Following the release of Social Dancing, in the group's characteristic D.I.Y. spirit, Bis left Grand Royal Records, citing poor label support as their reason. With their contract up for renewal for a third album, the band simply felt that with all the "fake, smiley people" running Grand Royal's distributor Capitol Records--and even Grand Royal itself--they would rather be on an independent label that appreciates the band's music. Currently recording a proper follow-up to Social Dancing, and working independently this time, MacKinnon has hope for reaching more fans. More mature fans.
It makes sense that the band is beginning to leave behind its teen audience. At this point, the members of Bis are naturally grappling with new, less adolescent issues and have an altogether different perspective. For example, MacKinnon speaks with glee about her recently purchased flat and increased artistic and personal freedom. At the same time, the wise-beyond-her-years musician also laments the criticism of those who accuse the group of hypocrisy.
"It really annoys me that people bring something up that I said five years ago and say that I'm a hypocrite because I say something else now," MacKinnon says. "I am still pretty young, but five years is a quarter of my life. I don't want to have to answer to anyone. I want to do what I think."
MacKinnon and the band have always done exactly that; for Bis, doing it yourself has also meant, at times, doing it for yourself as well. With idols like Sleater-Kinney's Corin Tucker and the whole Riot Grrrl movement, Bis set out at the tender age of 16 to rock the world of pop music, dropping sugar-coated bombs, bricks wrapped in cotton candy. In its attempts to do so, the music has always been as important as the message. Bis has consistently cross-pollinated its music with everything from disco and synth-based '80s music to ska and pogo-inducing punk, seeing no reason to be limited to one sound or format.

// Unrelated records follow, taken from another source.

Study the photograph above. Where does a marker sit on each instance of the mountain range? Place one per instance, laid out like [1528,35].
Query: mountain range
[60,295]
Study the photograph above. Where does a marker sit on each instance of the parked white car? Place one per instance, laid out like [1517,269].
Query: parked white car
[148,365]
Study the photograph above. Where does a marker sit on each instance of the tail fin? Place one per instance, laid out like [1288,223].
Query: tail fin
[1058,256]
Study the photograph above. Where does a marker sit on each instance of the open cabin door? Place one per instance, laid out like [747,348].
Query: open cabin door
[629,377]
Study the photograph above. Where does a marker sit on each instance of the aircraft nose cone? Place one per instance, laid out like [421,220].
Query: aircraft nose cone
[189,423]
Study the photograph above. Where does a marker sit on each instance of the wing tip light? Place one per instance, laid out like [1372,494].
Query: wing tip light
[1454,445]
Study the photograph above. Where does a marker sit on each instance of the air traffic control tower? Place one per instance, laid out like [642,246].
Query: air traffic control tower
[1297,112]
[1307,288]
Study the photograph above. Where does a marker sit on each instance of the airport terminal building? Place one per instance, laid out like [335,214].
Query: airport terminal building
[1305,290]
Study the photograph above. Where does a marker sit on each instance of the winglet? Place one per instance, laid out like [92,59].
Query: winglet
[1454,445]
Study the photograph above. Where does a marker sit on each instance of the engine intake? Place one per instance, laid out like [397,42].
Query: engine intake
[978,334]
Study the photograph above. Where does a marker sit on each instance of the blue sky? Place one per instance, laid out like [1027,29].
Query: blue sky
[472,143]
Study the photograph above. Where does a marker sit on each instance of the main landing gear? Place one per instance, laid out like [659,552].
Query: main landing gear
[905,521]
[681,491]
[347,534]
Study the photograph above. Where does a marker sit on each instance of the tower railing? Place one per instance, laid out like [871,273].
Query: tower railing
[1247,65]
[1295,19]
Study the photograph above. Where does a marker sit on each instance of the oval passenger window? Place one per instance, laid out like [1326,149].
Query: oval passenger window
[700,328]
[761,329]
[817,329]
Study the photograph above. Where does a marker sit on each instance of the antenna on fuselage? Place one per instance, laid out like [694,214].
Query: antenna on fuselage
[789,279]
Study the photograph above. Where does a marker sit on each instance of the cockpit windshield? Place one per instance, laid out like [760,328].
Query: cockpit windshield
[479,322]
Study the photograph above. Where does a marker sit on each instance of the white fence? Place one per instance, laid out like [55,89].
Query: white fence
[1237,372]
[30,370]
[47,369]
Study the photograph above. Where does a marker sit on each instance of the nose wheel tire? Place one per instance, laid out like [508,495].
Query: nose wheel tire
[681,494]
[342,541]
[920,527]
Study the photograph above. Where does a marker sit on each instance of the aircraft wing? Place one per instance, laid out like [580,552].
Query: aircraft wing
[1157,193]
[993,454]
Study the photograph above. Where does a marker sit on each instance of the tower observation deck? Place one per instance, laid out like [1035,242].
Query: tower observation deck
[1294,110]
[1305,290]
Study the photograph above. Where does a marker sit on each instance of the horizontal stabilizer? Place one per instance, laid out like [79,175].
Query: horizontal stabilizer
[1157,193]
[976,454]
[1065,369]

Of course, that doesn't mean the lesson isn't just as crucial to the equation. The band has been more than vocal about expressing dissent with social mores, trends, pop culture, and adult behavior. In fact, it's a bit of a shock to discover that the timid, sweet voice on the other end of the line is the same Manda Rin who rails emphatically against plastic celebrities and abusive boyfriends. Still, she never comes across as dogmatic or egotistical, just convicted and concerned. Exhibiting a bit of youthful female uncertainty, MacKinnon can't help but punctuate each thought with a self-conscious giggle.